No, no es que hayamos cambiado la temática del @balcon40 y ahora nos dediquemos a la horticultura. Este comienzo se debe a que en el post de hoy quiero reflexionar sobre cómo las empresas renuevan sus plantillas o las amplían, y especialmente al proceso de incorporar jóvenes talentos. Y es que en este proceso yo creo que en la mayoría de los casos hay mucho recorrido de mejora, por lo que veo a mi alrededor.

No basta con captar becarios avispados, si no que hay que invertir en ellos y preocuparse por su formación.

El proceso de capacitación además creo que no sólo debe constar de una serie de cursos programados, si no que debe involucrar a toda la empresa. A todos en la empresa, mejor dicho. Hay que traspasar roles, tareas, compartir conocimiento, y eso requiere de la colaboración y el esfuerzo de todos.

Como cuarentona, y con unos cuantos años de trabajo en distintas empresas y áreas en la mochila, he conocido el proceso de incorporación de múltiples compañeros, y  los ha habido de todo tipo: desde casos de utilización de becarios, como mano de obra barata para trabajos absolutamente por debajo de su cualificación, hasta excelentes programas de entrenamiento y mentoring para ayudarles en sus primeros pasos.

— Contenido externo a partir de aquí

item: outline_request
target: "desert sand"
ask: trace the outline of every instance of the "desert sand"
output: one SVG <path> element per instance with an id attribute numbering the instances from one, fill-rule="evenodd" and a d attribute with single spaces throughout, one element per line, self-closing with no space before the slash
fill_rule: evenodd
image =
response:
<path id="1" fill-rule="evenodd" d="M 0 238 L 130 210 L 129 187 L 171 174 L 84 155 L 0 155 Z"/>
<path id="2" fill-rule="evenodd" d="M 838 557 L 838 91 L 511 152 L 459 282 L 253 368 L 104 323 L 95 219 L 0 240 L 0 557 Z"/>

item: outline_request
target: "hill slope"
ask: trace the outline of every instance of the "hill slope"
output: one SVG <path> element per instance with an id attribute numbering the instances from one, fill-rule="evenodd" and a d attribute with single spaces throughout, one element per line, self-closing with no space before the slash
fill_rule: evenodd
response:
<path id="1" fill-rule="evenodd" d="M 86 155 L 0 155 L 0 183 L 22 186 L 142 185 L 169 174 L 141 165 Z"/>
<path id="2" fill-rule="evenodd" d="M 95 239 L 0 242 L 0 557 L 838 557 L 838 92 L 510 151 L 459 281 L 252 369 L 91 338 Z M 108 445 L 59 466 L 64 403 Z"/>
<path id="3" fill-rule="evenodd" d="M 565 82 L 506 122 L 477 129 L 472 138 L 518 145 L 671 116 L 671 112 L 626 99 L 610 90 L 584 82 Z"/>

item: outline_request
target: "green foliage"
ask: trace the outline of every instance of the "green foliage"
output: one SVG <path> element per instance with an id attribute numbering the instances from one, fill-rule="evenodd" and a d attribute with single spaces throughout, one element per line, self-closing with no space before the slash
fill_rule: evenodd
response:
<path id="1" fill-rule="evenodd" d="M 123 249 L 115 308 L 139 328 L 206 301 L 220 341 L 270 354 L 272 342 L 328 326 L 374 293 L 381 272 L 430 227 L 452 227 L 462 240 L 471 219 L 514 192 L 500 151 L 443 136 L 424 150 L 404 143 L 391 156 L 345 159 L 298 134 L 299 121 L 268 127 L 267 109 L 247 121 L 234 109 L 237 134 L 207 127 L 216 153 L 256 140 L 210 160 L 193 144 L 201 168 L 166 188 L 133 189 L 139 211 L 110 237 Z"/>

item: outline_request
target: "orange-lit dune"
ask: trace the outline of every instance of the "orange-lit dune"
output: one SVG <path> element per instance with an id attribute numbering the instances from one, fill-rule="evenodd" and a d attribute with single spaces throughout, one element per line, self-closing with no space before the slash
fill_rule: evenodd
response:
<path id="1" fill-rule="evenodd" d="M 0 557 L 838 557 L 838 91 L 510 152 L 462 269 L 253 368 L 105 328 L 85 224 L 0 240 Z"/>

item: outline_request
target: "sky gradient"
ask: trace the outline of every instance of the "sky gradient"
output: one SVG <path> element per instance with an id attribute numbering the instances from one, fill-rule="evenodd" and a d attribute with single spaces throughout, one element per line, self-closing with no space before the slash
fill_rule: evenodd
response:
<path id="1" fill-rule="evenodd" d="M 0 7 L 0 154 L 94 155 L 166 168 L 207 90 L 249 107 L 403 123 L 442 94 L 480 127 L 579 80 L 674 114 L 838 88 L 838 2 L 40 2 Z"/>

Y lo que me queda claro a fin de cuentas es que quien no siembra, no cosecha:

  • Si no dedicamos tiempo para formar y orientar a un recién incorporado, no podemos esperar que rinda con esa fuerza que le imprime su juventud. Bien está que parte de su formación dependerá de su propio interés y esfuerzo, pero los que estamos a su alrededor debemos facilitarle los medios.
  • La formación, mejor desde un primer momento, y no cuando el becario o recién incorporado se haya cansado de esperarla. Si no iniciamos el proceso formativo a tiempo, conseguiremos cansar y desmotivar; es muy posible que nuestro nuevo compañero busque otra ocupación y nos abandone, que a fin de cuentas poco le liga a nosotros.
  • Pero es que además, cuanto antes inicie una persona su ciclo de formación con nosotros más fácil será que se adapte a “nuestras formas y modos de trabajo”. Sí, sé que esto resulta bastante egoísta así contado, pero si educamos sin vicios desde el minuto cero, mucho mejor, ¿no? No me refiero a no dejar a la persona libertad para decidir en el trabajo, pero cada empresa y su cultura marcan procesos y formas de hacer en el día a día, y eso hay que aprenderlo.

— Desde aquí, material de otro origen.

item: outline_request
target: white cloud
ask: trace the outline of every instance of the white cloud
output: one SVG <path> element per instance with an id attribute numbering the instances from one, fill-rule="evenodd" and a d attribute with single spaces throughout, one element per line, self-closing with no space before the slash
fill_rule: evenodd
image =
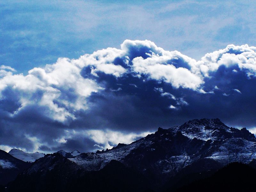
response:
<path id="1" fill-rule="evenodd" d="M 242 94 L 242 93 L 239 90 L 238 90 L 237 89 L 233 89 L 233 90 L 234 90 L 235 91 L 237 92 L 238 93 L 239 93 L 241 94 Z"/>
<path id="2" fill-rule="evenodd" d="M 154 79 L 170 84 L 174 88 L 214 93 L 212 91 L 204 90 L 204 79 L 211 78 L 210 72 L 216 71 L 221 65 L 229 67 L 237 65 L 249 77 L 256 76 L 255 51 L 256 47 L 246 44 L 229 45 L 223 49 L 207 53 L 196 61 L 179 52 L 165 51 L 150 41 L 127 40 L 121 45 L 121 49 L 108 48 L 85 54 L 76 60 L 60 58 L 55 63 L 32 69 L 27 75 L 13 74 L 14 69 L 2 65 L 0 99 L 17 97 L 20 107 L 9 114 L 10 116 L 21 112 L 28 106 L 37 106 L 44 109 L 42 112 L 43 115 L 68 125 L 76 118 L 76 112 L 88 109 L 87 98 L 92 93 L 104 89 L 102 84 L 82 76 L 82 70 L 85 67 L 89 66 L 91 75 L 95 78 L 100 71 L 117 78 L 130 73 L 139 78 L 146 77 L 143 81 Z M 134 54 L 136 57 L 131 60 L 132 58 L 129 57 Z M 142 56 L 145 55 L 148 57 L 144 59 Z M 114 63 L 117 58 L 122 60 L 127 67 Z M 180 63 L 183 64 L 182 66 Z M 4 91 L 7 89 L 15 94 L 6 95 Z M 215 86 L 214 89 L 218 88 Z M 183 98 L 164 92 L 162 88 L 155 90 L 160 92 L 162 96 L 175 100 L 178 105 L 188 104 Z M 241 93 L 238 89 L 234 90 Z"/>

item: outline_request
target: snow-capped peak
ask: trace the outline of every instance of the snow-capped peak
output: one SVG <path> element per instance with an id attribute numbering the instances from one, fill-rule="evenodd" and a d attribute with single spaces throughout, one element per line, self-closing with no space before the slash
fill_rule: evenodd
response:
<path id="1" fill-rule="evenodd" d="M 18 149 L 12 149 L 8 153 L 14 157 L 22 160 L 23 161 L 32 162 L 44 156 L 45 154 L 41 153 L 38 152 L 29 153 L 26 153 L 21 150 Z"/>
<path id="2" fill-rule="evenodd" d="M 79 155 L 80 155 L 81 153 L 81 152 L 79 152 L 77 150 L 74 150 L 71 152 L 71 155 L 75 156 Z"/>

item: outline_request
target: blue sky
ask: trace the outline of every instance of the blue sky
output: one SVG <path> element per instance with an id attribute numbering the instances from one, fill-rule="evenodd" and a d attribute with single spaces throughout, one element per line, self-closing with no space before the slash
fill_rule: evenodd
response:
<path id="1" fill-rule="evenodd" d="M 95 151 L 203 118 L 255 132 L 253 4 L 0 1 L 0 148 Z"/>
<path id="2" fill-rule="evenodd" d="M 250 1 L 1 2 L 0 64 L 26 74 L 125 39 L 148 39 L 199 60 L 227 45 L 255 44 Z"/>

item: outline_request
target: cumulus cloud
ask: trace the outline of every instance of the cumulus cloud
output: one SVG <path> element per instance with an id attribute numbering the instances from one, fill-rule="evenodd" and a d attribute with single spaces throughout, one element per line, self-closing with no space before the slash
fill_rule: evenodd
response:
<path id="1" fill-rule="evenodd" d="M 191 119 L 233 118 L 240 124 L 245 118 L 251 125 L 255 51 L 229 45 L 196 61 L 150 41 L 126 40 L 120 49 L 60 58 L 27 75 L 2 65 L 0 145 L 91 151 Z"/>

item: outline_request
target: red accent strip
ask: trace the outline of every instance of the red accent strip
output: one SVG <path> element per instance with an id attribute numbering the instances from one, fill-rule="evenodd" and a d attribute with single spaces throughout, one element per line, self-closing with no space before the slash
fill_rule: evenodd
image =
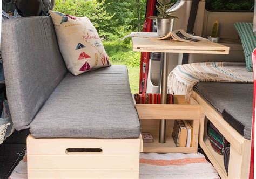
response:
<path id="1" fill-rule="evenodd" d="M 146 19 L 143 25 L 143 32 L 151 32 L 152 20 L 149 17 L 154 15 L 156 0 L 147 0 L 147 9 L 146 11 Z M 140 55 L 140 71 L 139 74 L 139 93 L 146 93 L 147 90 L 147 74 L 149 72 L 149 63 L 150 58 L 149 52 L 142 52 Z M 143 63 L 146 64 L 146 70 L 143 73 Z M 144 81 L 144 87 L 142 82 Z"/>
<path id="2" fill-rule="evenodd" d="M 255 130 L 255 102 L 256 95 L 256 49 L 252 53 L 252 63 L 253 64 L 253 74 L 254 74 L 254 93 L 253 93 L 253 109 L 252 115 L 252 136 L 251 137 L 251 162 L 250 167 L 249 178 L 254 178 L 254 130 Z"/>

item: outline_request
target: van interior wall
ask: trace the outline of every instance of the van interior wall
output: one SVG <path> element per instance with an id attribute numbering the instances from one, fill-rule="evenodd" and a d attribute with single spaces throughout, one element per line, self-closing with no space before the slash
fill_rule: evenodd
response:
<path id="1" fill-rule="evenodd" d="M 205 9 L 202 36 L 211 35 L 212 27 L 218 20 L 219 23 L 218 36 L 221 43 L 230 47 L 228 55 L 191 54 L 189 63 L 206 61 L 245 62 L 241 40 L 234 24 L 240 22 L 253 22 L 253 12 L 211 12 Z"/>
<path id="2" fill-rule="evenodd" d="M 186 31 L 192 0 L 181 0 L 172 11 L 176 12 L 179 19 L 176 19 L 174 29 L 183 29 Z M 195 22 L 194 32 L 197 36 L 207 38 L 211 33 L 213 23 L 219 22 L 219 36 L 221 43 L 229 46 L 228 55 L 191 54 L 189 63 L 207 61 L 245 62 L 241 41 L 234 27 L 238 22 L 253 22 L 253 12 L 210 12 L 205 9 L 205 0 L 199 2 Z M 170 53 L 169 71 L 181 64 L 183 53 Z M 157 92 L 157 84 L 160 74 L 160 63 L 151 61 L 149 70 L 147 93 Z"/>

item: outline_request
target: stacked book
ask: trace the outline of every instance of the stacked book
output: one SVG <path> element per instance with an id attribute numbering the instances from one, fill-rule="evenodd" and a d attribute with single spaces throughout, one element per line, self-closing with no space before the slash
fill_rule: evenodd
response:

Como en todas las cosas, estaría bien si sabemos distinguir entre lo importante y lo urgente… Invertir un rato diario en la formación de una persona nueva puede no ser lo más urgente que tengas entre las manos; pero sin duda es muy importante. Seguro que podrás rentabilizar la inversión si va a ser tu compañero, y seguro que tu empresa también la rentabilizará; y por ello debería preocuparse en facilitarte la tarea de ejercer de profesor: requiere tiempo y medios que deben poner a tu disposición.

Si pensamos como empresa, los jóvenes son el futuro, y mantener una plantilla actualizada y capacitada es fundamental para nuestra supervivencia. No podemos pretender que una persona rinda desde el primer día que se incorpora en su puesto de trabajo, y debemos preocuparnos de su formación. E igualmente no debemos permitir que el conocimiento se pierda cuando los mayores o no tan mayores se nos marchan. Hay que preverlo, organizarlo e involucrarse.